Over the River and Through the Wood is the first and only collection of its kind, offering readers an unequaled view of the quality and diversity of nineteenth-century American children's poetry. Most American poets wrote for children-from famous names such as Ralph Waldo Emerson to less familiar figures like Christina Moody, an African American author who published her first book at sixteen. In its excellence, relevance, and abundance, much of this work rivals or surpasses poetry written for adults, yet it has languished-inaccessible and unread-in old periodicals, gift books, and primers. This groundbreaking anthology remedies that loss, presenting material that is both critical to the tradition of American poetry and also a delight to read.
Complemented by period illustrations, this definitive collection includes work by poets from all geographical regions, as well as rarely seen poems by immigrant and ethnic writers and by children themselves. Karen L. Kilcup and Angela Sorby have combed the archives to present an extensive selection of rediscoveries along with traditional favorites. By turns playful, contemplative, humorous, and subversive, these poems appeal to modern sensibilities while giving scholars a revised picture of the nineteenth-century literary landscape.

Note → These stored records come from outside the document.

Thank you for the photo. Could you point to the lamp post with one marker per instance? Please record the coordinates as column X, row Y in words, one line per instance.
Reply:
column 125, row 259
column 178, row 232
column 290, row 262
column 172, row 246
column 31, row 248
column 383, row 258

Karen L. Kilcup is a professor of American literature at the University of North Carolina at Greensboro. Her books include Teaching Nineteenth-Century American Poetry and Fallen Forests: Emotion, Embodiment, and Ethics in American Women's Environmental Writing, 1781-1924. Angela Sorby is an associate professor at Marquette University in Milwaukee. Her books include Schoolroom Poets: Childhood, Performance, and the Place of American Poetry, 1865-1917, and three poetry collections, most recently The Sleeve Waves.